Bukanlah aku yang sadar bahwa aku adalah aku.
Bukanlah aku yang bahwa aku adalah diri aku sendiri.
Nah, mengapa aku tak bisa mencapai kebahagiaan?
Karena pikiranku selalu menolak kesengsaraan, hanya menginginkan kebahagiaan.
Padahal perasaan aku (dan kamu semua) memiliki dualitas yang kontras satu sama lain.
Walaupun perasaan itu memiliki preferensi yang tidak mutlak 1 (senang, bahagia, segar, cinta, sukacita, nyaman, dll) dengan 0 (sedih, sengsara, nyeri, benci, dukacita, waswas, dll).
Melainkan 0,1-0,2-0,3 .... 0,9
Dulu aku pernah mengalami kekayaan besar dalam hidupku dan aku (I was) bahagia.
Lalu aku mengalami kemelaratan besar dalam hidupku dan aku (I used to be) sengsara.
Tapi sayangnya, aku saat ini (I am) adalah masa depan aku yang dulu (I was dan I used to be).
I was sangat bahagia dan lupa diri dengan harta sampai Krisis Moneter 1998 menerpa I was.
Dan selama bertahun-tahun I used to be membangun ekonomi sampai merasa sangat sengsara.

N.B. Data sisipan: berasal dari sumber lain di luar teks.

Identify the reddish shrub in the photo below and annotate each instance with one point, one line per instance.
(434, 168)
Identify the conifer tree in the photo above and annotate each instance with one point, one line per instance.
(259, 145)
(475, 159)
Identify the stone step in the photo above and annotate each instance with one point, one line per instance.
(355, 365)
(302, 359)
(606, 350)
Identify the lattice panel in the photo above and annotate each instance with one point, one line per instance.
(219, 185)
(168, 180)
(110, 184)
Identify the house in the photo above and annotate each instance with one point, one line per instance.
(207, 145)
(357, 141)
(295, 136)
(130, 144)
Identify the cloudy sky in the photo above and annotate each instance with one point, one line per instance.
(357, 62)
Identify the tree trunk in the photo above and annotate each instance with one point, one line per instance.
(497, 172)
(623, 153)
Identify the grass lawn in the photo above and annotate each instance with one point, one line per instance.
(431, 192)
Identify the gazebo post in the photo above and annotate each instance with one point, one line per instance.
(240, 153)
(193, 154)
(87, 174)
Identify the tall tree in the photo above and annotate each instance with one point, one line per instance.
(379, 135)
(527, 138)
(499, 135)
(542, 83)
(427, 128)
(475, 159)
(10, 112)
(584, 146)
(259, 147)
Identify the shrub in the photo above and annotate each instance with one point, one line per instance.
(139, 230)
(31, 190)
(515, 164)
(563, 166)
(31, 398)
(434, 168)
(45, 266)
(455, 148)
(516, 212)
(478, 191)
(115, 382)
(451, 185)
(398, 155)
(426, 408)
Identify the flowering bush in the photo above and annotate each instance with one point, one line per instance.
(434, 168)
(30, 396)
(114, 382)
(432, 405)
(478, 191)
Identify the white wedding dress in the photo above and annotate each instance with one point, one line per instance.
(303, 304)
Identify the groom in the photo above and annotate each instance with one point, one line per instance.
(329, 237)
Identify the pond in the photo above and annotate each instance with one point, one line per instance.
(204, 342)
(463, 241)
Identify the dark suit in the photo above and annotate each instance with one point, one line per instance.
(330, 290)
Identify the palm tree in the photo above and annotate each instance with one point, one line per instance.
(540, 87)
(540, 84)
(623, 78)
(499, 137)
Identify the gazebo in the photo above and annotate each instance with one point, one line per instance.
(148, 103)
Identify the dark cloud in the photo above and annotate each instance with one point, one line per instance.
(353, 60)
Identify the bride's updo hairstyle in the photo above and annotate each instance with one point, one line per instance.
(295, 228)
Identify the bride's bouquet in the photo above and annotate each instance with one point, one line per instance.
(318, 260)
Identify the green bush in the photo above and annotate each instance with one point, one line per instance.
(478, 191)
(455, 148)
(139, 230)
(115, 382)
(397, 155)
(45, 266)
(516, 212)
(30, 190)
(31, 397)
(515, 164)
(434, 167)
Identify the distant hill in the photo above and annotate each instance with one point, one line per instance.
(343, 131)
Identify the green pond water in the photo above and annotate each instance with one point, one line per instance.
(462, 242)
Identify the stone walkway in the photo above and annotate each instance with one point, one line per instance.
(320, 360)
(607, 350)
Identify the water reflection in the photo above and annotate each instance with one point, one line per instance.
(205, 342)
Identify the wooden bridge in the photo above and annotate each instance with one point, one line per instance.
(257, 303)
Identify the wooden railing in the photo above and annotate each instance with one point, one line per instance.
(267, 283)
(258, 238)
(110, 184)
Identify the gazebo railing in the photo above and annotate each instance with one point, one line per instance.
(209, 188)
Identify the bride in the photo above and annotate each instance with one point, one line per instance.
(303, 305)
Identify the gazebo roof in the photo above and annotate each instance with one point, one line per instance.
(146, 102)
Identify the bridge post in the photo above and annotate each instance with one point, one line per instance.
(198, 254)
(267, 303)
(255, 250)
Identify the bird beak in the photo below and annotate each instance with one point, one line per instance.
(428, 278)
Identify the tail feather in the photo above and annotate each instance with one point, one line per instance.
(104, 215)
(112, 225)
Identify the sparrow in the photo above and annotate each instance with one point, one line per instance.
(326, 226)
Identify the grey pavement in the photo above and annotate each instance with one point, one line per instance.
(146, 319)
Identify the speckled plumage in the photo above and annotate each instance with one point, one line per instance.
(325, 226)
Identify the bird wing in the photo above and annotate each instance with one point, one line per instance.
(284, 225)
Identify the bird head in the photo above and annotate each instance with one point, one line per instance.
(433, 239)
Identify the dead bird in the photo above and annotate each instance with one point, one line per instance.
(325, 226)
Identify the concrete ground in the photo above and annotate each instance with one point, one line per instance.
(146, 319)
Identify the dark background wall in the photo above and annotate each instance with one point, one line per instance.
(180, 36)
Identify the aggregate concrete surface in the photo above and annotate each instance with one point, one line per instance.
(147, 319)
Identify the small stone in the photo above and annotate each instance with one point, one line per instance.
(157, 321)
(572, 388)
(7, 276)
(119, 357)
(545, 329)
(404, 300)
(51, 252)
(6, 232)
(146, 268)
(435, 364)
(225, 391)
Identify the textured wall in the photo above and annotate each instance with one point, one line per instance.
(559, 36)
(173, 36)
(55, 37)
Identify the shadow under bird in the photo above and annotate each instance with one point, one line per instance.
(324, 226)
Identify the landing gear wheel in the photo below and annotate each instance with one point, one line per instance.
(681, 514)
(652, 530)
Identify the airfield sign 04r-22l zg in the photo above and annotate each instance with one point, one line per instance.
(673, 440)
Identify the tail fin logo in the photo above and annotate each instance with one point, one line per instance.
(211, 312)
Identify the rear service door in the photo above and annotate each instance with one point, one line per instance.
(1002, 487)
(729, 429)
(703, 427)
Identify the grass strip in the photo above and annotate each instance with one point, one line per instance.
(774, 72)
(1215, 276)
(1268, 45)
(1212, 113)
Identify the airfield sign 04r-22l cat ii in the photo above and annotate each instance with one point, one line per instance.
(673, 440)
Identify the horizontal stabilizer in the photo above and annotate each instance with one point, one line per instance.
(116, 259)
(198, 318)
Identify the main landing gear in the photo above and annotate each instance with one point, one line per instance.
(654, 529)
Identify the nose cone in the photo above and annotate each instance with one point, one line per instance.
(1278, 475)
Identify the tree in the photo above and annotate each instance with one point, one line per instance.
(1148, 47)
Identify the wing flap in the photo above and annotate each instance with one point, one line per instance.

Dan I am menjadi proyeksi dari I used to be, yang kontras dengan I was.
Dan orang lain tidak dapat memahaminya.
Tapi bagaimana dengan aku (I)? Apakah I memahaminya? Kemanakah I saat itu dan sekarang?
I tidak pernah disadari oleh I was, I used to be, dan I am.
Dan akhirnya, I terkubur dalam alam bawah sadar I am.
Sepertinya, mulai sekarang I harus berdamai dengan pikiranku dan perasaanku.
Oh, tidak!!
Sulit berdamai dengan pikiranku karena aku belum menyatakan perang dengan pikiranku.
Lebih baik aku awali dengan berdamai dengan perasaanku: "mengamini kebahagiaan dan kesengsaraan".
Karena aku ini bagian dari alam.
Alam yang selalu menganut kausalitas yang kuat: harmonis, simetris, dan proporsional.
Artinya,
Aku haruslah "sadar" ketika bahagia, maka ada orang lain yang bersedih.
Aku haruslah "sadar" ketika bersedih, maka ada orang yang lain bersukacita.
Jika aku sedang dalam keadaan bahagia,
Aku harus sadar bahwa ada orang lain yang sedang bersedih.
Begitupun sebaliknya!
Jika aku sedang bersedih,
Aku harus sadar bahwa aka ada orang lain yang sedang berbahagia.